Wild Miracle, Beautiful Life.

Sunday, October 7, 2018


Photo by Brett Ritchie on Unsplash


Today, I am 26.

I spent a few hours this morning and early in the afternoon at the Denver Museum of Nature and Science with my older sister Lizzy. (Side note: by 1pm, I really needed a nap because that is my unabashed reality as a true grown-up now. Another side note: prior to our museum trip, we completed the Hot Chocolate 5k on the promise of copious amounts of chocolate at the finish, because my inner child is still very much alive.)

Anyway, to the point...

The Museum has an impressive prehistoric exhibit, where I learned (or maybe, was reminded?) that Earth is in fact some 4 1/2 BILLION years old. And, if I'm correctly remembering the scales used, humans have existed for the equivalent of something like the last four days in December on a 12-month calendar, or the last fifteen minutes of a 24-hour day.

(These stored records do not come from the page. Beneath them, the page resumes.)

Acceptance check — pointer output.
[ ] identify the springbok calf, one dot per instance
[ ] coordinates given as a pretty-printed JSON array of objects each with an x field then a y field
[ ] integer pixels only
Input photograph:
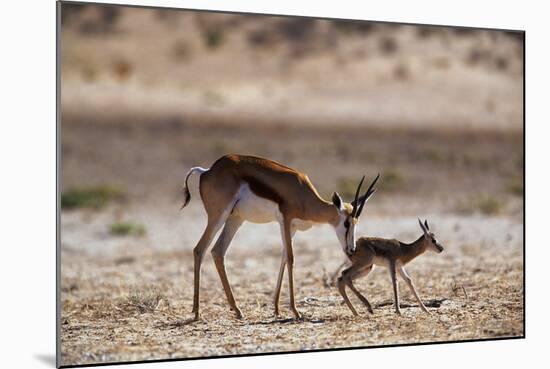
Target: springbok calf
[
  {"x": 392, "y": 254},
  {"x": 240, "y": 188}
]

Whoa. How's that for putting my birthday -- my little and blessed lifetime -- in perspective?

It gets even crazier when I think about it this way:

Today I celebrate 26 years on planet Earth. 26 years of learning to love others, learning to love the world, and letting other people love me...

...And today I also celebrate an eternity of having existed in the mind of God.

Because in all those 4 1/2 billion other years (and before then, even, because God is outside of time and has always been and always will be and just because the earth wasn't around until 4 1/2 billion years ago doesn't mean other planets and celestial bodies weren't)?

God knew me still. He chose me. And He was waiting, deliberately, to send me into this time and place in history, planning to give me to my family and friends and all of the other lives I interact with daily.

This truth leaves me truly breathless in wonder, awe, and gratitude when I let it fill my consciousness and spirit.

It is a humbling reality, that each of us could be individually wanted in this way.

But we are. I am. You are.

Thanks for giving me the greatest gift I could have asked for, God, today and every day.